Si la Fondation Diaconesses de Reuilly produit devant la cour, en pièce n° 13, le décompte des intérêts d'un montant de 1.499,60 euros figurant sur le bulletin de paie du mois de septembre 2018, il est constant que cette somme ne représente pas l'intégralité des intérêts capitalisés dus en vertu des décisions de justice précitées.
Le courriel de l'expert-comptable du 20 novembre 2018 mentionne expressément que le calcul des intérêts ne relève pas de sa compétence.
En outre, dans son courriel du 20 février 2019 adressé au conseil de Mme [P], le conseil de la Fondation Diaconesses de Reuilly n'a pas contesté que les conclusions de l'expert ne tenaient pas compte de la question des intérêts, rappelant que l'expert-comptable « n'avait pas reçu mission de se pencher sur ce problème » et indiquant qu'il lui appartenait de fournir un décompte des intérêts.
Par courriel du 1er mars 2019, le conseil de Mme [P] a adressé au conseil de la Fondation Diaconesses de Reuilly un « tableau de calcul des condamnations prononcées par la cour d'appel dans son arrêt du 27 juin 2018 » intégrant les intérêts selon les termes du jugement du conseil des Prud'hommes de Longjumeau et de l'arrêt de la cour d'appel, en précisant toutefois qu'il n'était pas en mesure de calculer le montant net de l'indemnité d'éviction et des créances salariales. Ce tableau mentionne des intérêts pour un montant total de 14.281,787 euros.
Il en résulte que le montant total de la créance de Mme [P] en principal, indemnités arrêtées à la date de la réintégration, intérêts et intérêts capitalisés n'est pas déterminé et qu'en conséquence, la Fondation Diaconesses de Reuilly ne rapporte pas la preuve de l'existence d'un trop-perçu par Mme [P] dont elle serait fondée à réclamer la restitution.
Le jugement sera, en conséquence, confirmé en ce qu'il a débouté la Fondation Diaconesses de Reuilly de l'intégralité de ses demandes.
Y ajoutant, et compte tenu du sens de la décision, la cour déboutera la Fondation Diaconesses de Reuilly de sa demande de dommages et intérêts pour résistance abusive.
Compte tenu du sens du présent arrêt, les dispositions du jugement relatives aux dépens et frais irrépétibles de première instance, mis à la charge de la Fondation Diaconesses de Reuilly, seront confirmées.

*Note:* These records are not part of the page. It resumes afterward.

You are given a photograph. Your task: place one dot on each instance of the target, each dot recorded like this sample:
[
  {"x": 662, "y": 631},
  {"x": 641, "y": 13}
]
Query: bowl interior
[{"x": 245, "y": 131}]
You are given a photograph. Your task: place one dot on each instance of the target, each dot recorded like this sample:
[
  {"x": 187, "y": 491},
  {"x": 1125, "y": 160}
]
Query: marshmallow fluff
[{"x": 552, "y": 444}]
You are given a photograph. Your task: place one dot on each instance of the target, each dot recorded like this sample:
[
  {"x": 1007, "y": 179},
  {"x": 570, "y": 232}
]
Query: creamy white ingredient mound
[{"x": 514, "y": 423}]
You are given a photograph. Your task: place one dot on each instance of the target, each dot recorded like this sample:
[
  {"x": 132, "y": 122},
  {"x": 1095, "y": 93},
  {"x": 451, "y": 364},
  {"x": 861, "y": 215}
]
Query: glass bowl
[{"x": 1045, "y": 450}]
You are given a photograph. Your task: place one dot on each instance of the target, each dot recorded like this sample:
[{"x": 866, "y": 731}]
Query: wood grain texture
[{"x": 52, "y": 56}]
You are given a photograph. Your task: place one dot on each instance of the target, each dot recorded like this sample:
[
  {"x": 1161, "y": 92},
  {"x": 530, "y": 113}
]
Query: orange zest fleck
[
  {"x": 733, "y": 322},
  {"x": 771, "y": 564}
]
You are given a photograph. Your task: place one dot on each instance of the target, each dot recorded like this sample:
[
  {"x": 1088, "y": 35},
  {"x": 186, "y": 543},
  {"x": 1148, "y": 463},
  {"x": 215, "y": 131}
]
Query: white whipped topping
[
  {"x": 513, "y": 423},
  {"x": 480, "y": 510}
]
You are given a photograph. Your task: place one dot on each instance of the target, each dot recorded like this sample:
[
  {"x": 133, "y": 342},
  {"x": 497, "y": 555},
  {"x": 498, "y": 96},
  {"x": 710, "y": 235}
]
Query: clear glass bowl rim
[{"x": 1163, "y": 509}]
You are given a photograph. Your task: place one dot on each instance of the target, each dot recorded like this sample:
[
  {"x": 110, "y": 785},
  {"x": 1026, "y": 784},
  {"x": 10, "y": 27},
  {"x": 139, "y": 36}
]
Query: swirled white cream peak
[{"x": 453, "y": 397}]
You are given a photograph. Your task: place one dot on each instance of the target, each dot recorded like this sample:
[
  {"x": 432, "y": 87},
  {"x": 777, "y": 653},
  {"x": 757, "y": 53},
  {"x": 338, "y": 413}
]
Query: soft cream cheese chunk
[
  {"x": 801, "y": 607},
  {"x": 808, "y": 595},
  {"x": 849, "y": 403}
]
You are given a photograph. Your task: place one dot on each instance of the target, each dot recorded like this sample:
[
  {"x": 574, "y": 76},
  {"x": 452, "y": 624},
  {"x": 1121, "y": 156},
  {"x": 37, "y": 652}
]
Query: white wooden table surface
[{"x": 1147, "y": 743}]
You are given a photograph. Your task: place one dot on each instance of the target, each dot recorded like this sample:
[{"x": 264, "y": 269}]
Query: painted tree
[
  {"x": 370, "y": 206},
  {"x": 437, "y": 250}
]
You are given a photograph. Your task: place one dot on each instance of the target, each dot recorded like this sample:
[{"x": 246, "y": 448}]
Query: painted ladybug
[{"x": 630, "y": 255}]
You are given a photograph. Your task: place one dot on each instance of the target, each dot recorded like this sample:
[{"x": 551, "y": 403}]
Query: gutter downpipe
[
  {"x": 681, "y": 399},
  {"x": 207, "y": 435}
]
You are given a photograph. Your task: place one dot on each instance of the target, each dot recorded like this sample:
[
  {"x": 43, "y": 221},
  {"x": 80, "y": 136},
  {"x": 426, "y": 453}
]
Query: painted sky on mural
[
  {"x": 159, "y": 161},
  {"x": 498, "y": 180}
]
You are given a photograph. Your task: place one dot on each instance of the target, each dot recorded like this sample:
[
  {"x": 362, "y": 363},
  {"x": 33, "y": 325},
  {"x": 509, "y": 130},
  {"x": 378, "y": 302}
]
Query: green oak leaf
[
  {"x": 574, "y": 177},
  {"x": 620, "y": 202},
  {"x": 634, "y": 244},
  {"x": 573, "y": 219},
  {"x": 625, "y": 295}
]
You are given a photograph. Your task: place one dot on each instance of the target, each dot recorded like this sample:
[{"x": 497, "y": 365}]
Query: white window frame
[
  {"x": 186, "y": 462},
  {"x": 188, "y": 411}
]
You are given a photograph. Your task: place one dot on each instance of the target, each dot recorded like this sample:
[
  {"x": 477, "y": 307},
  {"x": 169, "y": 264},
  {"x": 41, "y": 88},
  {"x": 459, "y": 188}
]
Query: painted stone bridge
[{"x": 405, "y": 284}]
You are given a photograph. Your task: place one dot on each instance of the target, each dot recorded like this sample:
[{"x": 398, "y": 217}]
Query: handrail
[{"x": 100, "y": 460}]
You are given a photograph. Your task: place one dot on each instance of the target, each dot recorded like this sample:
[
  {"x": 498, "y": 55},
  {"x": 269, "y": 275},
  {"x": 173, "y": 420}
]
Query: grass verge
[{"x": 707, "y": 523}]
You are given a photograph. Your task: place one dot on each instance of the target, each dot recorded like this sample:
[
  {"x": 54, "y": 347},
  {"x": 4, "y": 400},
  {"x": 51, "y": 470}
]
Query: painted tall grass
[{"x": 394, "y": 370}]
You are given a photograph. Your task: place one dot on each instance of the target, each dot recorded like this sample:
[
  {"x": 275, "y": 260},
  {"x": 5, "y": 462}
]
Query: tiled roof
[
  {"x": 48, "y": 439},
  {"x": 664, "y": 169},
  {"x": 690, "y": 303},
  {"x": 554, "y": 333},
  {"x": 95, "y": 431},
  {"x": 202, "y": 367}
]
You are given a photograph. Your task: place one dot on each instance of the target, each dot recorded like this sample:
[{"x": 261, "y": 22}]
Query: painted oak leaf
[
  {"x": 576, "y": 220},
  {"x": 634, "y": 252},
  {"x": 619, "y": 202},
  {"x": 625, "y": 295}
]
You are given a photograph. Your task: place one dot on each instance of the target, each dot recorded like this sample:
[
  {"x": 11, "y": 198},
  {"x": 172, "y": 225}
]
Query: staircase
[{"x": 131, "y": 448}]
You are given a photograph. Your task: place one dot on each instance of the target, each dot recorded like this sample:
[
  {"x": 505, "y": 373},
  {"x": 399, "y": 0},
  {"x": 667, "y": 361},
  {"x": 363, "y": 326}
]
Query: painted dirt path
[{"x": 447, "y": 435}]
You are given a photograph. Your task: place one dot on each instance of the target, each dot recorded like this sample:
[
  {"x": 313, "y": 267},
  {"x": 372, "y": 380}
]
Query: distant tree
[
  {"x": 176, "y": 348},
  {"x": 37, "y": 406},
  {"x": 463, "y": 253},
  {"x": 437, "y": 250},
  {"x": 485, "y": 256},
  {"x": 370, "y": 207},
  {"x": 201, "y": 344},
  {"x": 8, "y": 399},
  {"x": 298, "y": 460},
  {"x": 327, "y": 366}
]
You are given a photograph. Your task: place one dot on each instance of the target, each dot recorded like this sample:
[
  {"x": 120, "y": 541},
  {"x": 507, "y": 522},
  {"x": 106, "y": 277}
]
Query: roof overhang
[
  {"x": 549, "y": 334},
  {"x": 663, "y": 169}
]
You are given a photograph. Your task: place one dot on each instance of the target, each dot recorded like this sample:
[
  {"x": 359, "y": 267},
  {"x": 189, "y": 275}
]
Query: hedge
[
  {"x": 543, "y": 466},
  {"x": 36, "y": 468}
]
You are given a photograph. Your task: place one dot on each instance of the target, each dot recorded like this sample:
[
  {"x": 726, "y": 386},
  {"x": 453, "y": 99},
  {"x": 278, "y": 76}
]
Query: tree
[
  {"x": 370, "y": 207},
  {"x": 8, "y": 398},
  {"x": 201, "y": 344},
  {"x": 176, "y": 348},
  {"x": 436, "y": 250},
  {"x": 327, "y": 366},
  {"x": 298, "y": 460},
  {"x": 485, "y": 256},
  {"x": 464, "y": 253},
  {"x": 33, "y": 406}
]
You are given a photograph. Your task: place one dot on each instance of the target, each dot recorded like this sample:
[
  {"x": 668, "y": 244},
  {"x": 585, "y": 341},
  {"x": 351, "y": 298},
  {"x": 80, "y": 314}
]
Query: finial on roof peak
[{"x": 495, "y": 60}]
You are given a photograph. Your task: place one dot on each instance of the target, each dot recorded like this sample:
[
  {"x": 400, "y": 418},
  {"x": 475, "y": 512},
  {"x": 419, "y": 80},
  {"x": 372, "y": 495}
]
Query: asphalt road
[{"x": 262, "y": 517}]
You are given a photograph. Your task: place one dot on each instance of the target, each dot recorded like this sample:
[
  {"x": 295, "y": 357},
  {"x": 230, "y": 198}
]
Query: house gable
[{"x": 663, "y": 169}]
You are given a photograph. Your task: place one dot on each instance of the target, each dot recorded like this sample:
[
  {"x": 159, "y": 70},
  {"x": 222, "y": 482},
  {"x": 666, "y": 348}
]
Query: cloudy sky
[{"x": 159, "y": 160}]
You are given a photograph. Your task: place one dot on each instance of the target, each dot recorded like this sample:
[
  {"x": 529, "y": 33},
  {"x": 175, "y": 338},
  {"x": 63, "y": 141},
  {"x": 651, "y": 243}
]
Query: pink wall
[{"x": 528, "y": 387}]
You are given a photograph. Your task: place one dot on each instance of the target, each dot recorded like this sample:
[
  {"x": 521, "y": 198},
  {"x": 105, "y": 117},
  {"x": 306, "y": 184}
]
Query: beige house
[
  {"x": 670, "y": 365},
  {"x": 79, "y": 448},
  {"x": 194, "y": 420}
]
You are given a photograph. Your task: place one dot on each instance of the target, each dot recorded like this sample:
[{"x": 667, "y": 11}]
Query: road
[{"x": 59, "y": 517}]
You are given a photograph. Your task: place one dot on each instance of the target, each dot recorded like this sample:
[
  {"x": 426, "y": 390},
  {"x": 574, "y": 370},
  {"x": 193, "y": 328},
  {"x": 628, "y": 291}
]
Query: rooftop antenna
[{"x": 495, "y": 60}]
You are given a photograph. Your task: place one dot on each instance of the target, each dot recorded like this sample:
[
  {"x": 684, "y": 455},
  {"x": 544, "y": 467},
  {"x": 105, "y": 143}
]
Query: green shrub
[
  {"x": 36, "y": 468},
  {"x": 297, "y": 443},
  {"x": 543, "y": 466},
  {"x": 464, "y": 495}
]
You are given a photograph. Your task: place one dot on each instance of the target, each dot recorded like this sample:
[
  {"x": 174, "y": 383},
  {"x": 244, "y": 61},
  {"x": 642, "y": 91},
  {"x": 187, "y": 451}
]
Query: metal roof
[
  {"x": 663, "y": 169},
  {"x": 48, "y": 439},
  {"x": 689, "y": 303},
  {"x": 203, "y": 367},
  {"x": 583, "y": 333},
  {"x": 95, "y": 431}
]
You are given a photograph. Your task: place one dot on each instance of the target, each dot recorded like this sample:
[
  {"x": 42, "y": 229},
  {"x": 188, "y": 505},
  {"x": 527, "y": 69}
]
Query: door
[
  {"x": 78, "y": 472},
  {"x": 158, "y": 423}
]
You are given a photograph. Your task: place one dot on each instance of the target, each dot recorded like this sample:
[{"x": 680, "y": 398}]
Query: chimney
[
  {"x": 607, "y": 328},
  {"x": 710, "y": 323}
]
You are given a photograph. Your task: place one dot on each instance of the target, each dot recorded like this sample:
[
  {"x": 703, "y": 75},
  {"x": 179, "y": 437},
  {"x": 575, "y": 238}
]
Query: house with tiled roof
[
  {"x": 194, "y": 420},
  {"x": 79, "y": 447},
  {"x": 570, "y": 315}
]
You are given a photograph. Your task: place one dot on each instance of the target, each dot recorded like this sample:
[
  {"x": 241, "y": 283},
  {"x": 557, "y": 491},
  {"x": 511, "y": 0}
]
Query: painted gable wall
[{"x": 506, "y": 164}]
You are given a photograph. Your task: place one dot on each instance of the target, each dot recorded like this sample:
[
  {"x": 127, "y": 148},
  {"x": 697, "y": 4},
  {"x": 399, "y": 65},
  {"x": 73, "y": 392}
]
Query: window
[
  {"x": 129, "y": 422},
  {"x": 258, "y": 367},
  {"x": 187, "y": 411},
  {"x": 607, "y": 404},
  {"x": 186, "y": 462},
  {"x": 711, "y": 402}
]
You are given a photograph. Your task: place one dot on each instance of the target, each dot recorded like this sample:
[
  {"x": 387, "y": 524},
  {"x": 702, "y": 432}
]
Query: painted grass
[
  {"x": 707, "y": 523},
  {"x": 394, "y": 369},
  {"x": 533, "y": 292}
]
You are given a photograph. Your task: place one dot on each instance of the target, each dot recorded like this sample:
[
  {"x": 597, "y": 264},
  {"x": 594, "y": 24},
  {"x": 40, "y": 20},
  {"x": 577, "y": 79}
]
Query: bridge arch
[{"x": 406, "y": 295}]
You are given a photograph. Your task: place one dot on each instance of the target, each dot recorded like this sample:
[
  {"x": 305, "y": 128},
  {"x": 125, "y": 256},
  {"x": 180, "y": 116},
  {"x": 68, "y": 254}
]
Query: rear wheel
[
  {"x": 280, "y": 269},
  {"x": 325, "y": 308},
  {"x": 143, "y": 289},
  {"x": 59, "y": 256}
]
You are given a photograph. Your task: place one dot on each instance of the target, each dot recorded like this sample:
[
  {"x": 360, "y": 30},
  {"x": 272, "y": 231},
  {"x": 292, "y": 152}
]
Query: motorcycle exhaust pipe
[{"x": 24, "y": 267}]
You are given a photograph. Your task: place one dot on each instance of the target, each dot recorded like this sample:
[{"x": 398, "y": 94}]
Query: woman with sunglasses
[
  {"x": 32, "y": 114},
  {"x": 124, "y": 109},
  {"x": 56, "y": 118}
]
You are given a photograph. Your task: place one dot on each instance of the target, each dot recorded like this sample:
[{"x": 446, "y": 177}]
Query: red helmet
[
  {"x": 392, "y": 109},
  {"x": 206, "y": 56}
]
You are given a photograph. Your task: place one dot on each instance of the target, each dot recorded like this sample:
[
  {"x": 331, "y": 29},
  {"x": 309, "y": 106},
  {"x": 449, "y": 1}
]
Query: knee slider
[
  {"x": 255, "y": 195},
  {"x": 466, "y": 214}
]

La Fondation Diaconesses de Reuilly, qui succombe, sera condamnée aux dépens d'appel et sera déboutée de sa demande d'indemnité formée au titre de l'article 700 du code de procédure civile.
PAR CES MOTIFS
La cour,
Confirme le jugement déféré en toutes ses dispositions,
Y ajoutant,
Déboute la Fondation Diaconesses de Reuilly de sa demande de dommages et intérêts pour résistance abusive,
Déboute la Fondation Diaconesses de Reuilly de sa demande formée au titre de l'article 700 du code de procédure civile,
Condamne la Fondation Diaconesses de Reuilly aux dépens.